Vindo um pouco atrás, há que referir algumas missões que se realizaram na década de 1950 por todo o império, mais tarde o Marechal Costa Gomes irá sublinhar o que constava desses relatórios. Por exemplo, aludia-se à calma que se desfrutava em África mas que iludia uma tempestade próxima; em maio de 1957, o Subsecretário de Estado da Aeronáutica, Kaúlza de Arriaga, emitiu diretivas para a preparação da Força Aérea Portuguesa. O Conselho Superior de Defesa Nacional emitiu três recomendações que evitavam quaisquer novos compromissos com a NATO, por razões de financiamento, lançava-se o planeamento para recolocação do pessoal. Em 1960, o mesmo Conselho deu ênfase às prioridades de planeamento para os territórios ultramarino, reduzia os compromissos com a NATO e até com a Espanha na defesa ibero-atlântica. O orçamento com a defesa duplicou, passou de 859,1 milhões para 1.670,6 milhões de escudos, criava-se a rúbrica dedicada a “forças militares extraordinárias no Ultramar”. Na verdade, o financiamento para as Forças Armadas mais do que triplicou de 280 para 950 milhões de escudos. Portugal foi forçado a procurar créditos estrangeiros, pela primeira vez em décadas. E com o alargamento das frentes de combate, as despesas foram subindo em espiral.

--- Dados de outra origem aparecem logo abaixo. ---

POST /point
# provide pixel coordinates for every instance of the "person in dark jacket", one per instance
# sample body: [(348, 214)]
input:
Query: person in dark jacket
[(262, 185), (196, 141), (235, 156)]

Vamos seguidamente falar da Força Aérea.
Vista do porto de Bissau, um pouco mais à esquerda ocorreram os incidentes que levaram a massacre de trabalhadores, 3 de agosto de 1959
Amílcar Cabral intervindo no Congresso Nacional do Partido Democrático da Guiné Conacri em dezembro de 1962, ao fundo está Sékou Touré
Salazar com o Presidente da República e membros do Governo, em 1958. Ao seu lado esquerdo está Botelho Moniz, Ministro da Defesa, figura de proa da Abrilada, exautorado por Salazar

(continua)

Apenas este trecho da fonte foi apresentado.